FRISCO — April 18, 2014 — Tourism and fishing-dependent communities along the East Coast of the U.S. are banding together to voice concerns about seismic airgun testing.
According to Oceana, an ocean conservation group, 110 local elected officials and 155 conservation and animal welfare organizations all say the use of airguns to conduct these seismic tests threatens fish populations and profitable fisheries.
Six coastal towns have also passed local resolutions opposing the use of airguns. (Cocoa Beach, FL, Carolina Beach, NC, Caswell Beach, NC, Nags Head, NC, Bradley Beach, NJ and Red Bank, NJ). The loud and constant undersea thumping may decrease the catch rates of certain fisheries, potentially threatening a billion-dollar industry that supports thousands of jobs.
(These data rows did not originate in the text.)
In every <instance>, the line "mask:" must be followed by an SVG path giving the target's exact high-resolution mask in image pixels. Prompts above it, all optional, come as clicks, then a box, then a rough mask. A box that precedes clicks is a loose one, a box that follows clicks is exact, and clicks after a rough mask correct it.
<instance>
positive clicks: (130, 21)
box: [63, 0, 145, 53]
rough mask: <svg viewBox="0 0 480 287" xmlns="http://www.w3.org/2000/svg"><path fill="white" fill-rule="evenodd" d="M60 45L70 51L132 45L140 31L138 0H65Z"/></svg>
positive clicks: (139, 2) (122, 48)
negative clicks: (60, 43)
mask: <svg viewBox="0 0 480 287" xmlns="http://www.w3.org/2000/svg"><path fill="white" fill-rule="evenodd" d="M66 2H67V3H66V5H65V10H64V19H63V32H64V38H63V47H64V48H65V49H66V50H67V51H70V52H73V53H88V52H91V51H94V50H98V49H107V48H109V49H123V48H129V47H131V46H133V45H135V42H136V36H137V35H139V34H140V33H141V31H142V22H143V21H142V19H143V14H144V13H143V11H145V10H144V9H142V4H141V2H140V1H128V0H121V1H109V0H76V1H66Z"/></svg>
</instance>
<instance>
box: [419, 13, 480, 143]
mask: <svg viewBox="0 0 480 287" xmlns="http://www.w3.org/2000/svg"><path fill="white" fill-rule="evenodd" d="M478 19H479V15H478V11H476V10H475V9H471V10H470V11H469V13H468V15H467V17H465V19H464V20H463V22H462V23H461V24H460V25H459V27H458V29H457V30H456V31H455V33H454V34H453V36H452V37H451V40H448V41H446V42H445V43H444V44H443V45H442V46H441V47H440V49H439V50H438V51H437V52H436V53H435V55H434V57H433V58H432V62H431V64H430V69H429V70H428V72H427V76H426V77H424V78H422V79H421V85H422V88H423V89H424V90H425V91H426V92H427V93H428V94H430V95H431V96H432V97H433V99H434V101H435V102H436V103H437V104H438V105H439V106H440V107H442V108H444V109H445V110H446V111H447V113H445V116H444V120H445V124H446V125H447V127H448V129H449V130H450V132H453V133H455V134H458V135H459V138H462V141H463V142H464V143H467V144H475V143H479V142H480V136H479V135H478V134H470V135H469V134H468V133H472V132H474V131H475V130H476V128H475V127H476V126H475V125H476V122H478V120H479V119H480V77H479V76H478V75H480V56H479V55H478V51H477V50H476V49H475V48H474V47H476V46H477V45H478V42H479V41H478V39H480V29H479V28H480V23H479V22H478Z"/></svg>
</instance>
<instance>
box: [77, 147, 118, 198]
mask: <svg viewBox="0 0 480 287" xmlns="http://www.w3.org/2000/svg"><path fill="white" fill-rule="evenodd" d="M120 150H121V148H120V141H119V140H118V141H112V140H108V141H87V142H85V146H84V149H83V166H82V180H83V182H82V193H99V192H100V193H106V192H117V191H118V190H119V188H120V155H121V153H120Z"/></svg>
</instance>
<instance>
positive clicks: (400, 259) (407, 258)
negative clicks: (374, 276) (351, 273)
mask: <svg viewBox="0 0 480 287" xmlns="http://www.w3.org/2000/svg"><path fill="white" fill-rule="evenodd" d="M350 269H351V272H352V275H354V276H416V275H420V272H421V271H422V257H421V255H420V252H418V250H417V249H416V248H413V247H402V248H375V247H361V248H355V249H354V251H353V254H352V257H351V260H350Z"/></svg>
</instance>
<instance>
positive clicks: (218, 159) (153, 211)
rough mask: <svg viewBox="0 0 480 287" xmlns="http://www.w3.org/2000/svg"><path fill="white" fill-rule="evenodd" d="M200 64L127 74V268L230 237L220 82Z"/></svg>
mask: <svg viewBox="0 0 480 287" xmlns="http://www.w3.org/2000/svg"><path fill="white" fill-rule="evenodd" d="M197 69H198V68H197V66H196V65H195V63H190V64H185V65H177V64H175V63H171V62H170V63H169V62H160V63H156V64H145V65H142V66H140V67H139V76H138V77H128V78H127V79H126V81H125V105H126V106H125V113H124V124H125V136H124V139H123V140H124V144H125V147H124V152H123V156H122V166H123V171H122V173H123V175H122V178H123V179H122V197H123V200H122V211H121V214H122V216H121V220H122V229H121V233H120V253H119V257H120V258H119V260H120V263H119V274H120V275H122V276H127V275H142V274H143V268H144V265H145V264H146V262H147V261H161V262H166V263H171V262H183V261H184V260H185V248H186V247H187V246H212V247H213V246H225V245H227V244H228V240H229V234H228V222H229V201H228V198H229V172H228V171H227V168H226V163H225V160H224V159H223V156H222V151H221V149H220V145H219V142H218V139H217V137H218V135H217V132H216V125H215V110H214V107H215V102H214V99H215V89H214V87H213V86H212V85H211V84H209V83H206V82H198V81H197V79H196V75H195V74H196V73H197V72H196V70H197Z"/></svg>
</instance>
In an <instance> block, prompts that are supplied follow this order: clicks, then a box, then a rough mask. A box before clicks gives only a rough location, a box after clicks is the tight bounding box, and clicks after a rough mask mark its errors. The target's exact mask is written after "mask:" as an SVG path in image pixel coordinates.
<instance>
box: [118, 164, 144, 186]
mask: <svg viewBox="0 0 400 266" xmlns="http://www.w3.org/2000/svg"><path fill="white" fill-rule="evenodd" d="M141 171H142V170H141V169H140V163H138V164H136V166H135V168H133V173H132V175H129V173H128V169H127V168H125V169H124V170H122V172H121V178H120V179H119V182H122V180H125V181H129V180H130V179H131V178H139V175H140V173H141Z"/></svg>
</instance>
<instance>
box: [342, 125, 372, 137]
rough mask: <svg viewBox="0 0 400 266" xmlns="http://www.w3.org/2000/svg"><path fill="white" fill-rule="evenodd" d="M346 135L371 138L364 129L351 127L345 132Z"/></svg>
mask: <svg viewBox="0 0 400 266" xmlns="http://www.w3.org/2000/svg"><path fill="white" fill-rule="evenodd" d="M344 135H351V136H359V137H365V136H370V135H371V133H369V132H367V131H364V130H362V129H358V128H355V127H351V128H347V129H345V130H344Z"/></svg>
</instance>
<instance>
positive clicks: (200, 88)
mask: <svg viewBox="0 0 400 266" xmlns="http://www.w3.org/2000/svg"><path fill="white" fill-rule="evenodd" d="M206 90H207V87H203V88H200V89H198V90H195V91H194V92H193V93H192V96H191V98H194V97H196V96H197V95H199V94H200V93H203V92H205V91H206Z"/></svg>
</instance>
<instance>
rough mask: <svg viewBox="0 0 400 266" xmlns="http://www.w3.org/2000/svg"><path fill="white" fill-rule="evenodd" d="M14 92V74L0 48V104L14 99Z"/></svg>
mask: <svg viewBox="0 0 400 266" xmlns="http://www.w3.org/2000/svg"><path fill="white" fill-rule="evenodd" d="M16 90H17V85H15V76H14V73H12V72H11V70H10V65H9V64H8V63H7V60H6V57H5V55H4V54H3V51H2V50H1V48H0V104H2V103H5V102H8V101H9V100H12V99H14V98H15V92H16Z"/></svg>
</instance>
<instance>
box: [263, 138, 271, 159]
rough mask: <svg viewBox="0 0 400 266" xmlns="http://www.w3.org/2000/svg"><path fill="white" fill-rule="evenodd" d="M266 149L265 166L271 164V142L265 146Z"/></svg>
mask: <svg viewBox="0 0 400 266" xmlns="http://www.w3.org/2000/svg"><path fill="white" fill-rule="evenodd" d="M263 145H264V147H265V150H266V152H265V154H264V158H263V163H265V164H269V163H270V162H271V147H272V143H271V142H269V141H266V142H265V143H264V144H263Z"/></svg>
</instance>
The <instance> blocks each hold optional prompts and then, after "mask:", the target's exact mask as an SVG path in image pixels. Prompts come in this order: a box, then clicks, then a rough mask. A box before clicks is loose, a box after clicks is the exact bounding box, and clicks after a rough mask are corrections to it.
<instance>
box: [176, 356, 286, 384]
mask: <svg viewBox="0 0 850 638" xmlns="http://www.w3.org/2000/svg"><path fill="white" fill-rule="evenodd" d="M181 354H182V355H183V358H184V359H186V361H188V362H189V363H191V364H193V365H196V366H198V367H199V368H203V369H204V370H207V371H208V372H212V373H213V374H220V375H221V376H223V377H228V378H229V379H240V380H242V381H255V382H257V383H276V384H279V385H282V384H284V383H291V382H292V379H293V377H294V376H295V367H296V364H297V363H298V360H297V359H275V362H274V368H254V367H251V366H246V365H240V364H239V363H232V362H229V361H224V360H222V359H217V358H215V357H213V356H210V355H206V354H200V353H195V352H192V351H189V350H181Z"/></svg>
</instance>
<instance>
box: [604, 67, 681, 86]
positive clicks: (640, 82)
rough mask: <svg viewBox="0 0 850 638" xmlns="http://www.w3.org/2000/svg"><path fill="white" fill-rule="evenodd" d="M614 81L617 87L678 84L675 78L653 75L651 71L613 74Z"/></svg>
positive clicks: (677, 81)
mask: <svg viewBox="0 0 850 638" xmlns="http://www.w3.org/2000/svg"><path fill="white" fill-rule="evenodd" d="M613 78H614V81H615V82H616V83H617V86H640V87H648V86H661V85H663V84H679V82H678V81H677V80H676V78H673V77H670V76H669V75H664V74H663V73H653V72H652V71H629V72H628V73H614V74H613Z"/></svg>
At issue is the use of loud acoustic devices that help energy companies probe for oil beneath the seafloor. Federal officials recently adopted a final proposal that would allow the use of this controversial technology in an area twice the size of California, stretching from Delaware to Florida.
Environmental studies suggests the undersea blasts could injure or kill thousands of marine mammals. One species of particular concern is the North Atlantic right whale, the rarest large whale species, of which there are only approximately 500 left worldwide.
The federal plan does include mitigation measures aimed at reducing impacts, including the use of trained observers to report marine mammal activity, but environmentalists say that’s not enough.